Study on pharmaceutical care model for drug-related problems in elderly patients based on comprehensive medication management review
- VernacularTitle:基于综合药物管理评价的老年患者药物相关问题的药学服务模式探索
- Author:
Hui GONG
1
,
2
;
Chen LI
3
;
Qing SHAN
1
;
Wei LIU
1
;
Hong CHEN
4
;
Chuan ZHAO
1
;
Hui ZOU
5
;
Zhuanqing HUANG
6
;
Mengli CHEN
1
Author Information
1. Dept. of Pharmacy,Medical Supplies Centre of PLA General Hospital,Beijing 100853,China
2. Graduate School of PLA General Hospital,Beijing 100853,China
3. Translational Medicine Center,Department of Medical Innovation and Research,PLA General Hospital,Beijing 100853,China
4. Cadre Diagnosis and Treatment Department,the Sixth Medical Center of PLA General Hospital,Beijing 100853,China
5. Outpatient Department,Jingzhong Medical District of PLA General Hospital,Beijing 100853,China
6. Dept. of Ophthalmology,the 944th Hospital of PLA,Gansu Jiuquan 735000,China
- Publication Type:Journal Article
- Keywords:
drug-related problems;
elderly patient;
comprehensive medication management review;
pharmaceutical care
- From:
China Pharmacy
2023;34(17):2162-2166
- CountryChina
- Language:Chinese
-
Abstract:
OBJECTIVE To explore the pharmaceutical care model for elderly patients with drug-related problems (DRPs) based on the comprehensive medication management review (CMMR), and to observe the effect of pharmaceutical care under the model. METHODS The pharmaceutical care new model for elderly patients was established by concerning CMMR guidelines in Australia. In other words, clinical pharmacists receive medical care through referral by health practitioners and active consultation by patients or their caregivers. Visits were made by a combination of face-to-face and telephone interviews. Follow-up was carried out in the form of outpatient follow-up, telephone follow-up, appointment, and home guidance to know about the treatment of DRPs by healthcare practitioners or patients.Under this model, the occurrence status and classification of DRPs in elderly patients were studied through cross-sectional investigation.
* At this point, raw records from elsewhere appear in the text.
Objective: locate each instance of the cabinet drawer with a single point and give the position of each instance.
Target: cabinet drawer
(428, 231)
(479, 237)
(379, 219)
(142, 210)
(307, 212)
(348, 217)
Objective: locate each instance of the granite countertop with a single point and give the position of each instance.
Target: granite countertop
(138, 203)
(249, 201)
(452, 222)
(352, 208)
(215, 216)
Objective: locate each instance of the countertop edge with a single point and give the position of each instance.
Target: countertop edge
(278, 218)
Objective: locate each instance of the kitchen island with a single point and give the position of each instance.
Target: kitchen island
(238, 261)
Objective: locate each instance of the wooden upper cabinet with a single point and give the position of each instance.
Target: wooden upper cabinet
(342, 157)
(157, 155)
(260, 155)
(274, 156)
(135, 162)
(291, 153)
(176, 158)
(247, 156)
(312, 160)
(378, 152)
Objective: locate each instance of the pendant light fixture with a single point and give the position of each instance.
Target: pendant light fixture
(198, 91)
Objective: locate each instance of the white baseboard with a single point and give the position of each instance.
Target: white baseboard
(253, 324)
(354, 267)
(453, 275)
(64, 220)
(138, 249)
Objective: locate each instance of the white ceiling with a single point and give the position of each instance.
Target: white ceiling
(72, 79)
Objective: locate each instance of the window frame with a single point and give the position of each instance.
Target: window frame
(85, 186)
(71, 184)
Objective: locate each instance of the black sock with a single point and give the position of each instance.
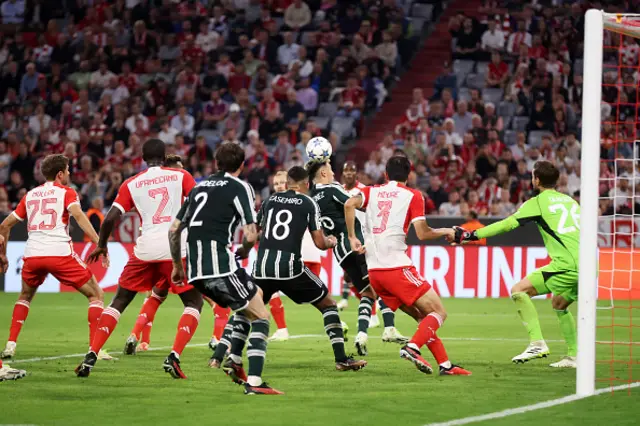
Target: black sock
(345, 290)
(257, 350)
(240, 334)
(225, 340)
(333, 328)
(388, 316)
(364, 313)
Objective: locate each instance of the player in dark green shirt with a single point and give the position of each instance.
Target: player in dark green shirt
(558, 218)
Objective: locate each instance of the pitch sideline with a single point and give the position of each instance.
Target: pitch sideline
(526, 408)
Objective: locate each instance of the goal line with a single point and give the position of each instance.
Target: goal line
(533, 407)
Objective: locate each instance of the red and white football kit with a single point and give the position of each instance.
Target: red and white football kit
(48, 249)
(157, 194)
(390, 209)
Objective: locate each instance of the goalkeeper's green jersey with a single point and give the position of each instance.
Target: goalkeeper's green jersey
(558, 218)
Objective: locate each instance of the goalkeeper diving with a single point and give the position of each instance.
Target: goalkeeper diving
(558, 218)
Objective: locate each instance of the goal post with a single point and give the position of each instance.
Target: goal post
(589, 199)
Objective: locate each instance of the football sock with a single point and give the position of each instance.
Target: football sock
(20, 312)
(333, 328)
(147, 313)
(529, 315)
(426, 331)
(186, 329)
(239, 336)
(277, 311)
(388, 317)
(225, 341)
(345, 290)
(257, 350)
(221, 318)
(93, 316)
(439, 352)
(146, 333)
(106, 325)
(568, 328)
(364, 313)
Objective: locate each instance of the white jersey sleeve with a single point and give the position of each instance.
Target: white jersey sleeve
(390, 209)
(46, 210)
(157, 194)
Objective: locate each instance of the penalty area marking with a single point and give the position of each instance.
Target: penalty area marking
(304, 336)
(526, 408)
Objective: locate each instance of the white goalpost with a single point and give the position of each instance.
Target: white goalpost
(589, 195)
(619, 57)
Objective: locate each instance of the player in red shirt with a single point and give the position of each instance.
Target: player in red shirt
(157, 195)
(49, 250)
(390, 210)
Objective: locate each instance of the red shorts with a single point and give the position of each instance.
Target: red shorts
(314, 267)
(400, 286)
(141, 275)
(69, 270)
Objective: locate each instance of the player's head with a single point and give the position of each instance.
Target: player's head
(349, 173)
(174, 161)
(280, 181)
(55, 168)
(298, 179)
(153, 151)
(320, 172)
(545, 175)
(230, 157)
(398, 168)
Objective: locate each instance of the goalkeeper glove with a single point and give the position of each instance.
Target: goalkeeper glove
(463, 236)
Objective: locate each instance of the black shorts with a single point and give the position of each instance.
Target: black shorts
(305, 288)
(355, 265)
(230, 291)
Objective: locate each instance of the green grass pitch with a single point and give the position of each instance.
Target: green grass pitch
(481, 335)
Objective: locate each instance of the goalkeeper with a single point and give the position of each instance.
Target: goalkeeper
(558, 218)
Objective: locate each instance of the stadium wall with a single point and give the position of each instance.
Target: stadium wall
(465, 272)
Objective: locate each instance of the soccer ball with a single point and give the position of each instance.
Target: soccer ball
(319, 149)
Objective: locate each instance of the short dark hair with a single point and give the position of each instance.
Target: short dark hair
(172, 160)
(52, 165)
(153, 150)
(230, 157)
(547, 173)
(297, 174)
(398, 168)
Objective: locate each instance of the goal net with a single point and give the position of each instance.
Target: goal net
(609, 302)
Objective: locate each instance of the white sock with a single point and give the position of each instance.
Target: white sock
(254, 380)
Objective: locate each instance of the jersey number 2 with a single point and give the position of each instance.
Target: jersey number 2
(564, 215)
(42, 207)
(164, 192)
(385, 211)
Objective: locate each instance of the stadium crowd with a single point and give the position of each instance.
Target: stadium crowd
(96, 83)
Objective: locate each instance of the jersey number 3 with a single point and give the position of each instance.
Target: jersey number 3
(564, 216)
(384, 208)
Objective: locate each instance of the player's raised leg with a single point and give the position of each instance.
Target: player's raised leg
(192, 300)
(277, 312)
(8, 373)
(145, 319)
(521, 295)
(18, 318)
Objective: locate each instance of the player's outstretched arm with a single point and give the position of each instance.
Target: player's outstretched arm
(5, 228)
(113, 216)
(424, 232)
(350, 207)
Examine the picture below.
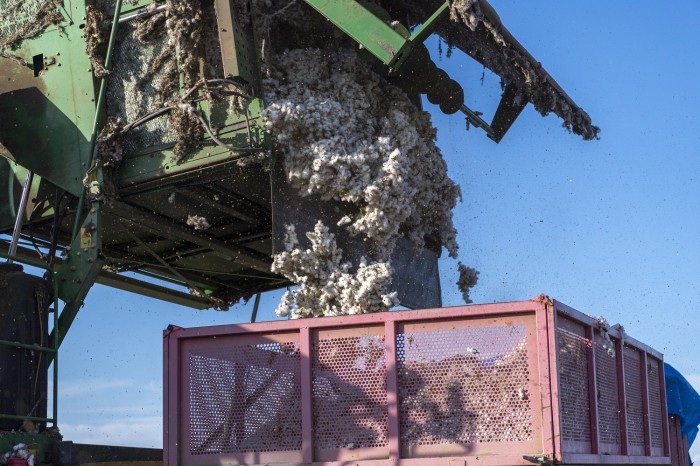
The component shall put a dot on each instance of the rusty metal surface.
(455, 384)
(638, 431)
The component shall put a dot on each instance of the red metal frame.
(540, 317)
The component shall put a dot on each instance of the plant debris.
(467, 280)
(349, 136)
(42, 15)
(327, 286)
(97, 29)
(492, 43)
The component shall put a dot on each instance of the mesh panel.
(655, 403)
(349, 392)
(245, 399)
(633, 393)
(573, 386)
(466, 385)
(608, 407)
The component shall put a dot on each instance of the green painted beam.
(358, 22)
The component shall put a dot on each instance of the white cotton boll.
(348, 135)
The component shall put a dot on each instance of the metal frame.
(543, 365)
(620, 340)
(51, 351)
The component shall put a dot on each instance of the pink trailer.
(490, 384)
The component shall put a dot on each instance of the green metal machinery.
(114, 129)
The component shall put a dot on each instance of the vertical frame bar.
(645, 403)
(307, 420)
(171, 399)
(664, 408)
(545, 320)
(392, 392)
(55, 347)
(593, 391)
(622, 394)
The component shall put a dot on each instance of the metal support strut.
(19, 221)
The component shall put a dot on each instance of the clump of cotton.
(347, 135)
(327, 285)
(197, 222)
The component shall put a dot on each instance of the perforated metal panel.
(608, 404)
(633, 393)
(450, 386)
(655, 411)
(573, 384)
(349, 391)
(464, 385)
(244, 399)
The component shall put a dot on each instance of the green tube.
(100, 103)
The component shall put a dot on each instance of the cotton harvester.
(133, 145)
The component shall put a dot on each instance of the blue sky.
(610, 227)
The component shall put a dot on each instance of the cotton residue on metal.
(348, 136)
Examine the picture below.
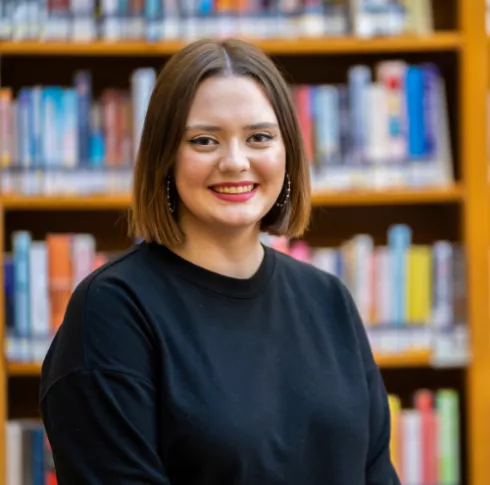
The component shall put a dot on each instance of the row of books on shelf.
(50, 135)
(411, 297)
(384, 127)
(39, 278)
(157, 20)
(29, 459)
(426, 438)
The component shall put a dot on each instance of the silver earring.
(171, 207)
(285, 199)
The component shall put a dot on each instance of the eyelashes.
(206, 141)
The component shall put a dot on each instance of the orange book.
(424, 403)
(60, 275)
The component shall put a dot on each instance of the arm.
(99, 401)
(379, 467)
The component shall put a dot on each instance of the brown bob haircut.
(164, 129)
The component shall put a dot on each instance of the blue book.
(415, 112)
(399, 241)
(21, 249)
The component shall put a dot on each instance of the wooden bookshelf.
(319, 199)
(439, 41)
(467, 50)
(23, 369)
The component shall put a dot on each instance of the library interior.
(75, 78)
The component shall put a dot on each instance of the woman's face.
(231, 164)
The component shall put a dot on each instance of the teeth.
(234, 190)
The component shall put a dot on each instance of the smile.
(234, 192)
(237, 189)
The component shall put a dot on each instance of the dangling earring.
(171, 206)
(287, 184)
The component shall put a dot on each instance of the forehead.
(229, 99)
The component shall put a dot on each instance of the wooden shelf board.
(403, 360)
(21, 369)
(389, 197)
(330, 45)
(66, 202)
(334, 198)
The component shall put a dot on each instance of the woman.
(201, 356)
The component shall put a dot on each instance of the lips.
(234, 187)
(234, 192)
(238, 189)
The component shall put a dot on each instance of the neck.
(237, 254)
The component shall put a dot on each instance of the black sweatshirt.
(166, 373)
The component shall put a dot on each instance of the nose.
(234, 158)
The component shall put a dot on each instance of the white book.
(83, 256)
(411, 430)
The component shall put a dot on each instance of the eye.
(203, 141)
(260, 137)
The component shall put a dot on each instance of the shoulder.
(105, 326)
(318, 283)
(327, 299)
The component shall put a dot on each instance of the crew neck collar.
(216, 282)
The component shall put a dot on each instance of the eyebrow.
(255, 126)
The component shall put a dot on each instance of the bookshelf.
(437, 42)
(459, 46)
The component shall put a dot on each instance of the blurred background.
(392, 101)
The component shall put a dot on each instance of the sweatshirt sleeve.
(99, 402)
(379, 467)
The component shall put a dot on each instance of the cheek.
(272, 167)
(191, 170)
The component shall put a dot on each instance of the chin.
(236, 219)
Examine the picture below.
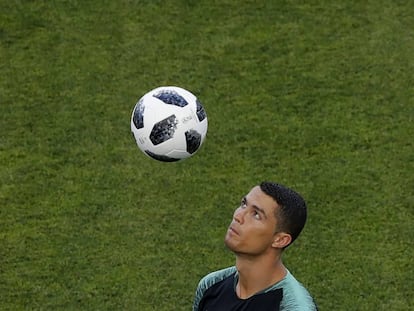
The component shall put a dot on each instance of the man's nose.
(239, 215)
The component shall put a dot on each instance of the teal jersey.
(216, 291)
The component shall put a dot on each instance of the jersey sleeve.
(208, 281)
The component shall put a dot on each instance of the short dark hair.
(291, 214)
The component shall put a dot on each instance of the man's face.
(252, 230)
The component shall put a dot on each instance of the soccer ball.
(169, 124)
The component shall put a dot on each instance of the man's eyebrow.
(260, 210)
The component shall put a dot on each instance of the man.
(269, 218)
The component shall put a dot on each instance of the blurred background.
(316, 95)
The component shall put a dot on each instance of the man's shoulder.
(295, 295)
(210, 280)
(215, 277)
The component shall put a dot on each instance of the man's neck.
(257, 274)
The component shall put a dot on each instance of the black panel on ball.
(163, 130)
(162, 158)
(193, 139)
(201, 113)
(171, 97)
(138, 117)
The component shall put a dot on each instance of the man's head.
(269, 217)
(291, 212)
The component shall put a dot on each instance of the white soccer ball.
(169, 124)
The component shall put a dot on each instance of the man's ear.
(281, 240)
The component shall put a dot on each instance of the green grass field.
(317, 95)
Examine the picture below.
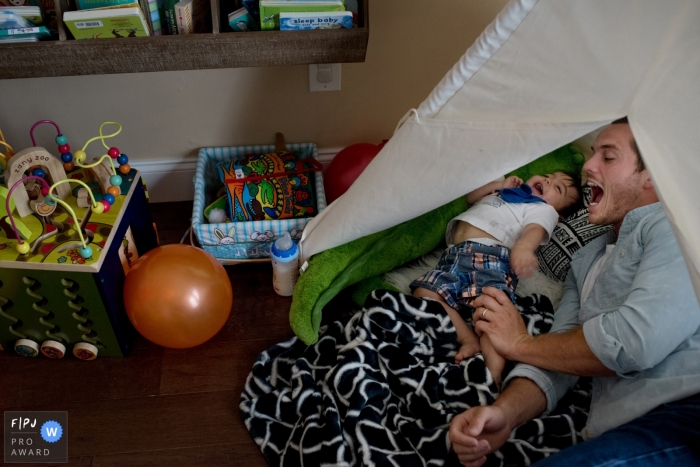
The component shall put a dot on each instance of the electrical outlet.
(324, 77)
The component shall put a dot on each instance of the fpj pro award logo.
(36, 437)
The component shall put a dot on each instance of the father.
(629, 318)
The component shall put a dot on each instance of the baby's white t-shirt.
(505, 221)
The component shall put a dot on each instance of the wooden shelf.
(67, 57)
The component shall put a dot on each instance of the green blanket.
(362, 261)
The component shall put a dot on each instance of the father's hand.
(477, 432)
(496, 316)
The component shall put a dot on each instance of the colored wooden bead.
(106, 204)
(23, 248)
(86, 252)
(97, 208)
(80, 156)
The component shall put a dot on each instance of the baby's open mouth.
(596, 193)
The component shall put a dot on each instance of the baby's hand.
(467, 350)
(512, 182)
(523, 261)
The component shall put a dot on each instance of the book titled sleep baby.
(308, 20)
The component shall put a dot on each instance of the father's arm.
(657, 316)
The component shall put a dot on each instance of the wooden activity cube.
(52, 293)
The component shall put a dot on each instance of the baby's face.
(556, 189)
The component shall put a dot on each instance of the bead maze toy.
(64, 254)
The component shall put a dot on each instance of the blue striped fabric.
(242, 240)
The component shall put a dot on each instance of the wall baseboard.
(173, 180)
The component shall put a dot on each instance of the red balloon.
(346, 166)
(177, 296)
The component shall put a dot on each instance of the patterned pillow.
(569, 235)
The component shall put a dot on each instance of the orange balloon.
(177, 296)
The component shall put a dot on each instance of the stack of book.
(188, 16)
(22, 24)
(102, 19)
(291, 15)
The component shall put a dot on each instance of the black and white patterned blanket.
(381, 387)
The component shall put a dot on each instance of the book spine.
(146, 14)
(170, 16)
(184, 19)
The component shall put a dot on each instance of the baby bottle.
(285, 264)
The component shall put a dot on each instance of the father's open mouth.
(596, 193)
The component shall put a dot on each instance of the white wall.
(168, 115)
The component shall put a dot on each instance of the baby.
(491, 245)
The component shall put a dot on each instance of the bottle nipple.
(285, 242)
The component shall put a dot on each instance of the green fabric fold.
(333, 270)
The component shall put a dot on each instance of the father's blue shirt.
(642, 320)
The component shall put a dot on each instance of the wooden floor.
(160, 407)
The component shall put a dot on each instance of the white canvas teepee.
(544, 73)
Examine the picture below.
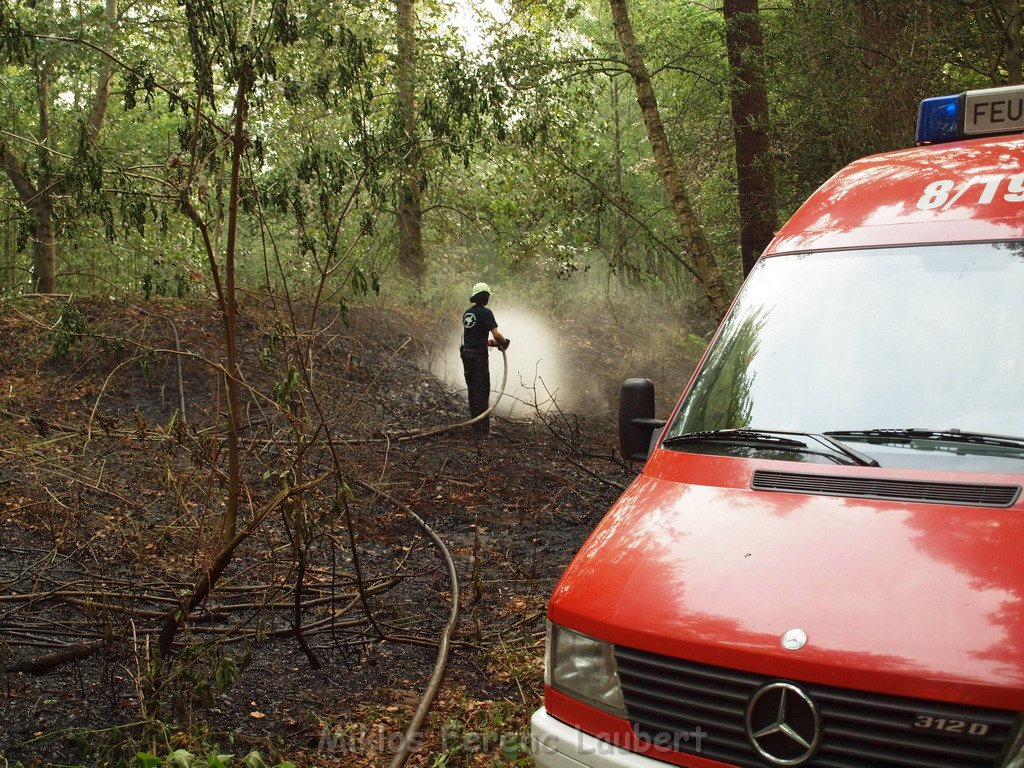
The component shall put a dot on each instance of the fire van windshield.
(826, 343)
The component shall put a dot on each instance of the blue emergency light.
(939, 120)
(978, 113)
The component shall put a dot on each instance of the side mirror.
(637, 425)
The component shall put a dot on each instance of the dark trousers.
(474, 364)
The effect of pharmaceutical care was evaluated from the aspects of hospitalization rate, adverse drug reaction (ADR) incidence,medication compliance, the number of medications, blood lipid level, etc., through self-before-after comparison. RESULTS In this study, a patient-centered, evaluation-intervention-reevaluation closed-loop pharmaceutical care model was formed. Among 317 study subjects, the average number of DRPs was 1.03 (0-7) cases. Compared before and after the intervention, the number of drug types increased from 2.00(0.00,3.00) to 2.00(1.00,3.00), but the level of low-density lipoprotein cholesterin in patients decreased from 3.48 (2.58, 4.29) mmol/L to 3.11 (2.29,3.81) mmol/L (P<0.05). There was no statistical significance in hospitalization rate, ADR incidence within or medication compliance. CONCLUSIONS CMMR-based pharmaceutical care model can effectively identify and manage the patients’ DRPs and reduce the level of blood lipid.